If the premium rate for your policy goes up in the future and you didn’t buy a nonforfeiture option, you may be eligible for contingent nonforfeiture. Here’s how to tell if you are eligible:

 

You will keep some long-term care insurance coverage, if:

 

  • Your premium after the increase exceeds your original premium by the percentage shown (or more) in the following table; and
  • You lapse (not pay more premiums) within 120 days of the increase.

 

The amount of coverage (i.e., new lifetime maximum benefit amount) you will keep will equal the total amount of premiums you’ve paid since your policy was first issued. If you have already received  benefits under the policy, so that the remaining maximum benefit amount is less than the total amount of premiums you’ve paid, the amount of coverage will be that remaining amount.

 

Except for this reduced lifetime maximum benefit amount, all other policy benefits will remain at the levels attained at the time of the lapse and will not increase thereafter.

 

Should you choose this Contingent Nonforfeiture option, your policy, with this reduced maximum benefit amount,

will be considered “paid-up” with no further premiums due.

 

Example:

 

  • You bought the policy at age 65 and paid the $ 1,000 annual premium for 10 years, so you have paid a total of $ 10,000 in premium.
  • In the eleventh year, you received a rate increase of 50%, or $ 500 for a new annual premium of $ 1,500, and you decide to lapse the policy (not pay any more premiums).
  • Your “paid-up” policy benefits are $ 10,000 (provided you have at least $ 10,000 of benefits remaining under your policy.)

 

Contingent Nonforfeiture

Cumulative Premium Increase over Initial Premium

That qualifies for Contingent Nonforfeiture

 

(Percentage increase is cumulative from the date of original issue.
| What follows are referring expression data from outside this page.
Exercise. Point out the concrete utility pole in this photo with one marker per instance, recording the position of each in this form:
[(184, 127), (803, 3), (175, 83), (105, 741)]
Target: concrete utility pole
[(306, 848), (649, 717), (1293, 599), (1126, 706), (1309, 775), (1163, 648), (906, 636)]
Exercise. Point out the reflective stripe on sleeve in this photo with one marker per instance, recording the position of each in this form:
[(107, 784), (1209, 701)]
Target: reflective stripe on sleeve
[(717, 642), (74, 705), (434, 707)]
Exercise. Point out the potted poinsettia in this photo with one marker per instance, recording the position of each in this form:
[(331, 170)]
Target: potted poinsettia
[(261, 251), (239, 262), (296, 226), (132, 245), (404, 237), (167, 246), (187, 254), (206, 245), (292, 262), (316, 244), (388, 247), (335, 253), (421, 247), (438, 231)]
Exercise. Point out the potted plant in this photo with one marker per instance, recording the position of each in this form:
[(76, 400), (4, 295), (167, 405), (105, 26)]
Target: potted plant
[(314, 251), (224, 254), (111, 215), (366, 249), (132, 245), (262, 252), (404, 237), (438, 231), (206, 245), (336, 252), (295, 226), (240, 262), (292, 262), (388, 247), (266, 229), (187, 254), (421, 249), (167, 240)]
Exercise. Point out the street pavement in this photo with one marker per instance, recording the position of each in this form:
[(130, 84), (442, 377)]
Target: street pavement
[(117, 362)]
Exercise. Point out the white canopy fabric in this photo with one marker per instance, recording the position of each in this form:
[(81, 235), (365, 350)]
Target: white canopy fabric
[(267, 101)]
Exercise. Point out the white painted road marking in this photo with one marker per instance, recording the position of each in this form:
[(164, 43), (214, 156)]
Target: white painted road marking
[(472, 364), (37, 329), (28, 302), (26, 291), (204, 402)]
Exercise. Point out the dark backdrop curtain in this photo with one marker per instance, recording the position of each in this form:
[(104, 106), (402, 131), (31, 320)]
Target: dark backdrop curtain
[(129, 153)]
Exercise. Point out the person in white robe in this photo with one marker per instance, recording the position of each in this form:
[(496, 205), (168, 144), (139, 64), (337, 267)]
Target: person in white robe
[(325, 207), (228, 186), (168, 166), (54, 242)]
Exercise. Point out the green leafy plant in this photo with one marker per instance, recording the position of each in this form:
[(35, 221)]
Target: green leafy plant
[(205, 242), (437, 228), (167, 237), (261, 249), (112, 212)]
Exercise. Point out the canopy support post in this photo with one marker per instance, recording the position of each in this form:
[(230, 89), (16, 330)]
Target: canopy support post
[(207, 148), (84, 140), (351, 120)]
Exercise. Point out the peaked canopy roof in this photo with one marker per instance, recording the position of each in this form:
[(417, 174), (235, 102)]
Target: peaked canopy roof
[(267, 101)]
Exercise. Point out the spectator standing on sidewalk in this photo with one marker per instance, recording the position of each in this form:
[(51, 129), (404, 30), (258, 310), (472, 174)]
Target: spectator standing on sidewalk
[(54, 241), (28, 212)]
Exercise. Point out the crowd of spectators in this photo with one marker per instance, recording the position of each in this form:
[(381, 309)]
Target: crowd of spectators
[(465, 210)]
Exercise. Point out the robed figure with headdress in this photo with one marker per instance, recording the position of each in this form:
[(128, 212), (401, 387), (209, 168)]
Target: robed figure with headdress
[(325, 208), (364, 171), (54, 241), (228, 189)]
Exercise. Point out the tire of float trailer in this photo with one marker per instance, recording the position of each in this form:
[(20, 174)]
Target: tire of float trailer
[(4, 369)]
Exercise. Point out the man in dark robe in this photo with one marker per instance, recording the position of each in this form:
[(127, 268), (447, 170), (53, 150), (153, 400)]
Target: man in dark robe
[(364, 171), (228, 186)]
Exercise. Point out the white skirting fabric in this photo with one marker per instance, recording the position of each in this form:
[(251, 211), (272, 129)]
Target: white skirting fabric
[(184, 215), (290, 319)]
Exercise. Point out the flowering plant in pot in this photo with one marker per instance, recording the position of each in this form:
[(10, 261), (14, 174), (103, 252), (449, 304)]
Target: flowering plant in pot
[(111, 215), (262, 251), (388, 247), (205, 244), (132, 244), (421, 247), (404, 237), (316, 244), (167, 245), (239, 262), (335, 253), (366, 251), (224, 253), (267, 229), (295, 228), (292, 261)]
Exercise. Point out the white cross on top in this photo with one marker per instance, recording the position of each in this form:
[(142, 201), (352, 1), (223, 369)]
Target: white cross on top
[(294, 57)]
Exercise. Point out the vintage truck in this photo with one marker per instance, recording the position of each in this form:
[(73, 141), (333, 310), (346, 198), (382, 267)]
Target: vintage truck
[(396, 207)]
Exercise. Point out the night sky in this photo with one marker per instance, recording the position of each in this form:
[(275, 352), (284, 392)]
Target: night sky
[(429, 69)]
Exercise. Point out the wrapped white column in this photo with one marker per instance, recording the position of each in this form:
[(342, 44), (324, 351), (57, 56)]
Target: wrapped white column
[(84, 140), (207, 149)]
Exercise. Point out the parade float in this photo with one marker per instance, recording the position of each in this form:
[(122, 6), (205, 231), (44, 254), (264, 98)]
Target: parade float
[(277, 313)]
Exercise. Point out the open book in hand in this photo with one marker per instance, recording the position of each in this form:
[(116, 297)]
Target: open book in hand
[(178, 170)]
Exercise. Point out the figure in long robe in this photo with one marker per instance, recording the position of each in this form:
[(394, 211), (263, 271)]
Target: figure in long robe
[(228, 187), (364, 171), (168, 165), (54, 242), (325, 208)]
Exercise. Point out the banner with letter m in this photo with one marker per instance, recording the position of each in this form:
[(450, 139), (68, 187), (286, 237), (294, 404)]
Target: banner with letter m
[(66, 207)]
It does NOT represent a one-time increase)

 

ISSUE AGE           PERCENT INCREASE OVER INITIAL PREMIUM

29 and under         200%

30-34                       190%

35-39                       170%

40-44                       150%

45-49                       130%

50-54                       110%

55-59                       90%

60                            70%

61                            66%

62                            62%

63                            58%

64                            54%

65                            50%

66                            48%

67                            46%

68                            44%

69                            42%

70                            40%

71                            38%

72                            36%

73                            34%

74                            32%

75                            30%

76                            28%

77                            26%

78                            24%

79                            22%

80                            20%

81                            19%

82                            18%

83                            17%

84                            16%

85                            15%

86                            14%

87                            13%

88                            12%

89                            11%

90 and over           10%

 

[13.10.15.53 NMAC - N, 1-1-04]

 

HISTORY OF 13.10.15 NMAC

Pre-NMAC History:  None.

 

History of Repealed Material:

13 NMAC 10.15, Long-term Care Insurance (filed 12-03-96), was repealed effective 12-31-98;

13 NMAC 10.15, Long-term Care Insurance, (filed 06-15-98), was repealed effective 12-31-03.

 

Other History:

13 NMAC 10.15, Long-term Care Insurance (filed 12-03-96), replaced by 13 NMAC 10.15, Long-term Care Insurance, effective 1-1-99;

13 NMAC 10.15, Long-term Care Insurance (filed 06-15-98), replaced by 13.10.15 NMAC, Long-term Care Insurance, effective 1-1-04.